Tech Notes: The smallest build system

The smallest build system

January 10, 2026

Industrial programming languages like C++ or Rust tend to have language-specific industrial build systems, designed for scale; Ninja was for projects with tens of thousands of source files.

Meanwhile, at the other extreme, small software projects often have some miscellaneous smaller build-like needs that span language boundaries, such as running a command to generate some source files or rebuilding the docs. At the industrial scale, tools like Bazel are designed to support builds that span toolchains. But in most projects these kinds of tasks often end up in the source tree as a random shell script, Makefile, or "task runner" config.

In my experience those approaches fall short. Some aren't aware of what's already up to date and do unneeded work.

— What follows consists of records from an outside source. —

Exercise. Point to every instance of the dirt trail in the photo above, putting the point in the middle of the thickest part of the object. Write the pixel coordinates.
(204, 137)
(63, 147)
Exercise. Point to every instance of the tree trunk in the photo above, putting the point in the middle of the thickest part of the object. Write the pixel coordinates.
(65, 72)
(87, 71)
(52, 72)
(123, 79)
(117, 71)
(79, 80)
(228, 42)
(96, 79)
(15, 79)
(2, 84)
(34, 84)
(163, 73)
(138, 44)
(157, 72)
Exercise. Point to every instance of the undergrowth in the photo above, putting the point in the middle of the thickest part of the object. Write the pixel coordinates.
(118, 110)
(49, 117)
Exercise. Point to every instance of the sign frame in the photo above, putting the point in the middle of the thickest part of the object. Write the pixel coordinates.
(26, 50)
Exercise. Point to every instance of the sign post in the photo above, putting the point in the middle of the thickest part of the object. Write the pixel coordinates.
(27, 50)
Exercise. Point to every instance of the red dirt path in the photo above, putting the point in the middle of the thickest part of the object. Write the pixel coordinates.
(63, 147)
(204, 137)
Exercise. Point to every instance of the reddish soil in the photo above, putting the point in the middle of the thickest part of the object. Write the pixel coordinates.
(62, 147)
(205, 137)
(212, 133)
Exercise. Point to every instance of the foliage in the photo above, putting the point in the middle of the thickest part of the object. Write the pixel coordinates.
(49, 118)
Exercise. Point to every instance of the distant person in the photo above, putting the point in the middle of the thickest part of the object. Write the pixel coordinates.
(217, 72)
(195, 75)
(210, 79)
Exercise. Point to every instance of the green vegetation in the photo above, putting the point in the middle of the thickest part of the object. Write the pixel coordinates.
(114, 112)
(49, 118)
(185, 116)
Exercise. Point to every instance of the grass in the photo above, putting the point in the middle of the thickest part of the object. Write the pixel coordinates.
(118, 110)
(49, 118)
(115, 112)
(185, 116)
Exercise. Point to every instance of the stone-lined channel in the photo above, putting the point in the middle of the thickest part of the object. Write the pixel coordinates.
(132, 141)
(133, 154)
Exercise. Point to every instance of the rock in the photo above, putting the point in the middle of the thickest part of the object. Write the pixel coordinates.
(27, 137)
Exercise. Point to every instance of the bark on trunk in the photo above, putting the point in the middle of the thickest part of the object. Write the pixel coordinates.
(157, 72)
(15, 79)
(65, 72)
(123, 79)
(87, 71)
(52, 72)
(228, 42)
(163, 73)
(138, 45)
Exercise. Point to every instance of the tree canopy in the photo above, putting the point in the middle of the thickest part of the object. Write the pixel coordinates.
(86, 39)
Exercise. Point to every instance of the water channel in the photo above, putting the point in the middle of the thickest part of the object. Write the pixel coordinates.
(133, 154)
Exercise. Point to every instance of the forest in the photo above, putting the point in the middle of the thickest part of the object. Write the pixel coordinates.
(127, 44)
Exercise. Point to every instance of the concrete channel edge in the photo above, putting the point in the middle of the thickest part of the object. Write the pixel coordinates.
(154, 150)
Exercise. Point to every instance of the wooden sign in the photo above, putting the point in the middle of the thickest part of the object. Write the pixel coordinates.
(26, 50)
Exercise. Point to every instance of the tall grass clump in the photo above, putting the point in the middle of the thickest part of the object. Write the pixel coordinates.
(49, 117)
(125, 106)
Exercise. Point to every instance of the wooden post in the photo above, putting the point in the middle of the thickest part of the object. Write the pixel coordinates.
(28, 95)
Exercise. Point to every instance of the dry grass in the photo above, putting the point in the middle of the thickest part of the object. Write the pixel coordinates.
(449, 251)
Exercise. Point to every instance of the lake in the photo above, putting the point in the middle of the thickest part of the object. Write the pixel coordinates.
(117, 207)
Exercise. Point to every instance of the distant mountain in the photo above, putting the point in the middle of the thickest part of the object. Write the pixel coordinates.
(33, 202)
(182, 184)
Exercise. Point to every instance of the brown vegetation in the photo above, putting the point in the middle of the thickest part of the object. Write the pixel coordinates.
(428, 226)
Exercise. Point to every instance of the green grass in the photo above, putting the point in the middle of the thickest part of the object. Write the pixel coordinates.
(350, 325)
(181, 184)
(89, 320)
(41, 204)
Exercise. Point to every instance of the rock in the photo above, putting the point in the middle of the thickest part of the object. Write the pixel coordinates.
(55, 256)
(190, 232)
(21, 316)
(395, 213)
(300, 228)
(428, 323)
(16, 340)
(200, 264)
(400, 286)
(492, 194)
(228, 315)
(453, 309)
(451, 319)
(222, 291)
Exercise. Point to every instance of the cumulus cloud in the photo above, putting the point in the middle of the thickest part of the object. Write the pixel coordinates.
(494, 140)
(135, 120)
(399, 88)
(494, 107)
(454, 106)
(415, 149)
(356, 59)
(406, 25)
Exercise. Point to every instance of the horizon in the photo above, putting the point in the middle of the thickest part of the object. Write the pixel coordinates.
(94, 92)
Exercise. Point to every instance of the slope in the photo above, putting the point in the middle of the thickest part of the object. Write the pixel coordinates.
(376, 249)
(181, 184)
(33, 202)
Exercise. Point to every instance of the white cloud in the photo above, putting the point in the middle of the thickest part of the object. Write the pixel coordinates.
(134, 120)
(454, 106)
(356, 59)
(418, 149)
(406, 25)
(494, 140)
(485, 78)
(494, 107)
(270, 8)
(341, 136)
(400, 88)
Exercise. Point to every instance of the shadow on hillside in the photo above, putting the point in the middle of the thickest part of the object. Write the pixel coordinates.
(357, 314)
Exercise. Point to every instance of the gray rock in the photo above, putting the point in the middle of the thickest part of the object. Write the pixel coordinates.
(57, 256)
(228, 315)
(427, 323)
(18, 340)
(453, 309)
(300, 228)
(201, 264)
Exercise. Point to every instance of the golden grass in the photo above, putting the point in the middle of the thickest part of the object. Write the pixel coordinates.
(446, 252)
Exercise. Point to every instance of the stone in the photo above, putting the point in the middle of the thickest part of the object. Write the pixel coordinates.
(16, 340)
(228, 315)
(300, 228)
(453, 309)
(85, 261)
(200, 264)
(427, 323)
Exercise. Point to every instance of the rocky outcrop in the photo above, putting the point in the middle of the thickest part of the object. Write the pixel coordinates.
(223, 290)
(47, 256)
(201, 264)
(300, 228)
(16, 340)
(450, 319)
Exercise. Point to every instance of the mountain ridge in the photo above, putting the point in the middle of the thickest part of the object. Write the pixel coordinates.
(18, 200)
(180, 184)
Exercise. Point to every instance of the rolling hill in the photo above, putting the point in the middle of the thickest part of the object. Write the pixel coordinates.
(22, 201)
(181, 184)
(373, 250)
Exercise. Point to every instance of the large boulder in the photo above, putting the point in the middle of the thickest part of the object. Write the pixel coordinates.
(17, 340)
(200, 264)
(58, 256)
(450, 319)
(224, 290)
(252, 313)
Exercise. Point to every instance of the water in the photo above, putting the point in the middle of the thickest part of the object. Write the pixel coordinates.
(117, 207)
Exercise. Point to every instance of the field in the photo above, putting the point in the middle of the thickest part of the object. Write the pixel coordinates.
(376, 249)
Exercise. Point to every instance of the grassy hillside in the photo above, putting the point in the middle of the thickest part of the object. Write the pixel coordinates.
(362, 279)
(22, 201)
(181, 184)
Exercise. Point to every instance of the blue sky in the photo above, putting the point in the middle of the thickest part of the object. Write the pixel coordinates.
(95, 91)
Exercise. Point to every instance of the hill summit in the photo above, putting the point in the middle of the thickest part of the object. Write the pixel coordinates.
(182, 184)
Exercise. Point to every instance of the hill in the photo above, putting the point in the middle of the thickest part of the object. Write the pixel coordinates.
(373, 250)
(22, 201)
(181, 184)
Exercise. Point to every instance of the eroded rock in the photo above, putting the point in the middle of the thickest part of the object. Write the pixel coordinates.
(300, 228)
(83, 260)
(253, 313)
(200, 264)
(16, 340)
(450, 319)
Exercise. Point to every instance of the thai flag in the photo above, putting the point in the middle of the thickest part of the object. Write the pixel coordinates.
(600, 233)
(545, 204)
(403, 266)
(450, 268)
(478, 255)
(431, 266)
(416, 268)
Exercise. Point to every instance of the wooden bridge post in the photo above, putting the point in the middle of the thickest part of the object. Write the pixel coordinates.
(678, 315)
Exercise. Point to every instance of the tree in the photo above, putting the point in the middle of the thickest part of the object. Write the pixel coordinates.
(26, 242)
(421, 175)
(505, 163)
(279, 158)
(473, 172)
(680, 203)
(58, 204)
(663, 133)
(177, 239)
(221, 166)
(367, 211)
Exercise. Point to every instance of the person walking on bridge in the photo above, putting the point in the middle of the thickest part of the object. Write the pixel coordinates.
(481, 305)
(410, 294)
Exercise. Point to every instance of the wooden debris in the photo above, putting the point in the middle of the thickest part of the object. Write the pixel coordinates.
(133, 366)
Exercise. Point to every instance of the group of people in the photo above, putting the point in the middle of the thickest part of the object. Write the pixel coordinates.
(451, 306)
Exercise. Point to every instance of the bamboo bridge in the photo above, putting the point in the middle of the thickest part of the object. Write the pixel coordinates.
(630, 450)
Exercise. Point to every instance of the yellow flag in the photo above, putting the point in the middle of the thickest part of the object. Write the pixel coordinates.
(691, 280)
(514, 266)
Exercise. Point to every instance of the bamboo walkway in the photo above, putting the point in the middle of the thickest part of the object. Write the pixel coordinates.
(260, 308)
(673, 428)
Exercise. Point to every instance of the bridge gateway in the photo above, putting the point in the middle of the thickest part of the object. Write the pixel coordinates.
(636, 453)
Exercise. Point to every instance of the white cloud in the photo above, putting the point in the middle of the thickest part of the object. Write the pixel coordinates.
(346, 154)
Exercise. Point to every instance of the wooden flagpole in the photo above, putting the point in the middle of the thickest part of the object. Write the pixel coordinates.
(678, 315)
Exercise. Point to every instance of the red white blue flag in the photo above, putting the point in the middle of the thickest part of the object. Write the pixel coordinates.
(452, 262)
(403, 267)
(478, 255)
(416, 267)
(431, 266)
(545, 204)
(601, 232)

Or you start with Makefiles, but realize you want more than the basics and end up trying to write programs in the Makefile $(foreach ...) language. Or you use some customized tool, but now need your users to install another program just to build yours.

So here's today's idea: why not include your own build system in the source language itself?

A toy build system

"Real" build systems tend to express the build as a declarative graph of interdependent steps, which is the principled approach for scaling and parallelization. Zig, which is some nice prior art for writing the build files in the source language, takes this approach. The downside is now you are not writing build steps, you are writing programs that describe graphs of build steps; take a peek at the doit examples to see what that looks like.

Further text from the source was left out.